LECCE- E’ il giorno dell’Inaugurazione dell’Anno Giudiziario, ma a Lecce e nel resto d’Italia si respira un’aria di polemiche e manifestazioni. In prima linea gli avvocati e i radicali.

Gli avvocati non parteciperanno all’inaugurazione dell’Anno Giudiziario in segno di protesta. “La situazione di DENEGATA GIUSTIZIA in cui versa l’intera cittadinanza italiana – spiegano in un comunicato – , nello specifico, pugliese a seguito dei numerosi e manifesti provvedimenti legislativi che ostano indiscutibilmente ad un concreto e libero accesso ed alla fruizione della giustizia”. L’ordine degli avvocati e l’associazione giovani avvocati svolgeranno, durante l’inaugurazione dell’Anno Giudiziario, attività di informazione dei cittadini  con predisposizione di banchetti informativi e volantinaggio di un apposito documento informativo sulla denegata giustizia.

Manifestazione anche da parte dei Radicali  a Lecce, come Torino, Milano, Brescia, Trieste, Venezia, Bologna, Genova, Firenze, Perugia, Roma, L’Aquila, Napoli, Salerno, Bari, Potenza, Reggio Calabria, Catania, Palermo e Cagliari è prevista la mobilitazione.

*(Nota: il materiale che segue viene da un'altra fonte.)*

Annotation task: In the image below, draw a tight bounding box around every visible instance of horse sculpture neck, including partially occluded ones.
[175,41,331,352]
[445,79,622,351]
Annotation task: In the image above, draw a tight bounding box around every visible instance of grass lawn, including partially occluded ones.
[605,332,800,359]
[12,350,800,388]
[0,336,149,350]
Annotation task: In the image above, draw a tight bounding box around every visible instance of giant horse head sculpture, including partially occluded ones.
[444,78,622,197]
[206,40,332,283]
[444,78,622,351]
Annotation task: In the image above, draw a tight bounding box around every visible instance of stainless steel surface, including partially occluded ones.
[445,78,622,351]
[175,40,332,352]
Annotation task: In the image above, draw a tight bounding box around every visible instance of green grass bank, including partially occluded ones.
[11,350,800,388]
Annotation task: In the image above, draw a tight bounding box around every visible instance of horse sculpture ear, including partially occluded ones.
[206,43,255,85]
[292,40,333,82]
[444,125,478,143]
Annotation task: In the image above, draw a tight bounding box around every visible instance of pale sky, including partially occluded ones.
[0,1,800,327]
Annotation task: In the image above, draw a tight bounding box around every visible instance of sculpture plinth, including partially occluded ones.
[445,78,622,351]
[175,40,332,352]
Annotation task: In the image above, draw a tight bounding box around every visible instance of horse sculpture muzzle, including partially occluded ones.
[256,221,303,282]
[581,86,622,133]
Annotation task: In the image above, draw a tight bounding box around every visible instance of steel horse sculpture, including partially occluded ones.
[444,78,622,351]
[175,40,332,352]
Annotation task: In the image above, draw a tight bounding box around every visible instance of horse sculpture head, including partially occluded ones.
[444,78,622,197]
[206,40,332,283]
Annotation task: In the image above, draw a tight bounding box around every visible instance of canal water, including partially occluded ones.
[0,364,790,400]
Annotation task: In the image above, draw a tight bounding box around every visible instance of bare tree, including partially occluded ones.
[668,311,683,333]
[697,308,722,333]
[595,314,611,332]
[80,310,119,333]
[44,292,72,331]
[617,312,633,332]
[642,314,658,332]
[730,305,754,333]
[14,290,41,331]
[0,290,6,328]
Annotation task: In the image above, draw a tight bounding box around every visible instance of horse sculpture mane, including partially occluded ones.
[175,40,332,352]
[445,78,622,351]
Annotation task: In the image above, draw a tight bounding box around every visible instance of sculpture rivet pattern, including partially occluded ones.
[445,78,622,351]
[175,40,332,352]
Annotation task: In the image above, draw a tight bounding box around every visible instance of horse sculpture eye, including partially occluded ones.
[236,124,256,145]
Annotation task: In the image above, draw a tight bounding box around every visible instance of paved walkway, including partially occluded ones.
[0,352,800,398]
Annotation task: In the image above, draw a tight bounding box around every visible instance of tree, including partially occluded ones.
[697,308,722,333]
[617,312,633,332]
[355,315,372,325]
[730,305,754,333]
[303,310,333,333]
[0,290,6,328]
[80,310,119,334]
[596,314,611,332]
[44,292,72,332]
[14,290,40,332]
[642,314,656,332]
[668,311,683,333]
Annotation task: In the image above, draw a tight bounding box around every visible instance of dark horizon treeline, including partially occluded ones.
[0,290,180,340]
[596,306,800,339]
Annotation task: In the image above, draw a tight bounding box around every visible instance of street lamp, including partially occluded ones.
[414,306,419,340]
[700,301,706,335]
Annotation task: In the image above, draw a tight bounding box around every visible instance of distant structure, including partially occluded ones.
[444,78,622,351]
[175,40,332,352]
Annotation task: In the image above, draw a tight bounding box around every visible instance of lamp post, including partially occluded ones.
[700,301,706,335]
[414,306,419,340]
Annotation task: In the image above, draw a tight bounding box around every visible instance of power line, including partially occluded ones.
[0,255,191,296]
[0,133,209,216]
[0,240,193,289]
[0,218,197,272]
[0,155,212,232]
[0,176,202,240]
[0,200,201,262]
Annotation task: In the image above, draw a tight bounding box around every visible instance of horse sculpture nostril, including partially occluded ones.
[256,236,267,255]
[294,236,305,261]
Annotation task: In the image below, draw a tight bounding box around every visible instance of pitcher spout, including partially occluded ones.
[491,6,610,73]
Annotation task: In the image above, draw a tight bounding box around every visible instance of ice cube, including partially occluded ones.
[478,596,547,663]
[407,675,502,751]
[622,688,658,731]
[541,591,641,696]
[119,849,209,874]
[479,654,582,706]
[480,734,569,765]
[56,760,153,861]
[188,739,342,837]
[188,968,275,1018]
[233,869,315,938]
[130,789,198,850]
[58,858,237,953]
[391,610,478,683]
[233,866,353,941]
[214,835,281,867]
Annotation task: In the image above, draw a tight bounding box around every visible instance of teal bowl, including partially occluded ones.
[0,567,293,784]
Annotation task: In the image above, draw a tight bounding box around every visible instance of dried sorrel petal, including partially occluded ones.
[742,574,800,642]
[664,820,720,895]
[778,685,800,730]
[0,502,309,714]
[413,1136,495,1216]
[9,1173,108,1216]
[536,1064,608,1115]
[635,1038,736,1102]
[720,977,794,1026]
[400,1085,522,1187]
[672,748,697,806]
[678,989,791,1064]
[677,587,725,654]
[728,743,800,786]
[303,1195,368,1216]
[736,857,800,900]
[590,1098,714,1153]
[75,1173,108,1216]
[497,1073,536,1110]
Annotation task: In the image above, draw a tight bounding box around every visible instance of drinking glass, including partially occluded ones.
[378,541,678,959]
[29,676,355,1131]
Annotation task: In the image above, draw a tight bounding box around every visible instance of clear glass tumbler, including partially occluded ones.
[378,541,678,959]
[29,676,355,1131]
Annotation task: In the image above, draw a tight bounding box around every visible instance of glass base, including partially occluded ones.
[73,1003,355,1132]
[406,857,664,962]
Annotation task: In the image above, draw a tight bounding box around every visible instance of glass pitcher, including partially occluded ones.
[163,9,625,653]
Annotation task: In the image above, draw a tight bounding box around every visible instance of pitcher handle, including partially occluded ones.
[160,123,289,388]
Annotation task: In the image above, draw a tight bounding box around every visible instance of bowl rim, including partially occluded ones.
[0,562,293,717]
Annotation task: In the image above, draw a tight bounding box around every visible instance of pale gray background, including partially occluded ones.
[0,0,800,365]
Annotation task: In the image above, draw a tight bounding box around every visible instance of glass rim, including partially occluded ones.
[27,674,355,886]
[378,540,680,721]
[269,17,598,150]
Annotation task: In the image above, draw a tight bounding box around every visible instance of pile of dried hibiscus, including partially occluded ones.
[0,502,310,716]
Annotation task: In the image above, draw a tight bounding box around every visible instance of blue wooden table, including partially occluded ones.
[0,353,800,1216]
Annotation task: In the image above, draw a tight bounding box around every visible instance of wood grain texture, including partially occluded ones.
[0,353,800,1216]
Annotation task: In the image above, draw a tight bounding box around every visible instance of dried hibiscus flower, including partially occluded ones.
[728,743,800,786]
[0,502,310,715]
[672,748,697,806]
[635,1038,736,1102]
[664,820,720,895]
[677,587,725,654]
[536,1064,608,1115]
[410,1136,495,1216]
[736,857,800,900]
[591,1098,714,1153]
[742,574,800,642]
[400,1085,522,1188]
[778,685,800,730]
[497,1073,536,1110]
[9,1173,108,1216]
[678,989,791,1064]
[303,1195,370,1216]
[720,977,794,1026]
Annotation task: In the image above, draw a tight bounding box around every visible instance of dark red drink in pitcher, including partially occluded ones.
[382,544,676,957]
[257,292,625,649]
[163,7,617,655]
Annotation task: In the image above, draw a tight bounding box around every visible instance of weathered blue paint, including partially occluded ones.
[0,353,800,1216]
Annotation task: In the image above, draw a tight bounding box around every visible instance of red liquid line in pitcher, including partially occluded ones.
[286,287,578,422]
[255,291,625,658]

Presso la Corte d’Appello di Lecce, Giuseppe Napoli interverrà alla cerimonia, mentre i radicali dell’Associazione Diritto e Libertà terranno una manifestazione fuori

L’obiettivo della campagna – che vede da anni in prima fila il leader Marco Pannella con i suoi prolungati scioperi della fame e della sete – è quello dell’”Amnistia per la Repubblica” per la fuoriuscita del nostro Stato dalla condizione indiscutibile e indiscussa di flagranza criminale per la sua reiterata, ultradecennale violazione di diritti umani fondamentali sanciti dalla Costituzione italiana e tutelati dalla Convenzione Europea sui diritti umani relativi al divieto di tortura e trattamenti inumani e degradanti e all’irragionevole durata dei processi (art. 3 e art. 6).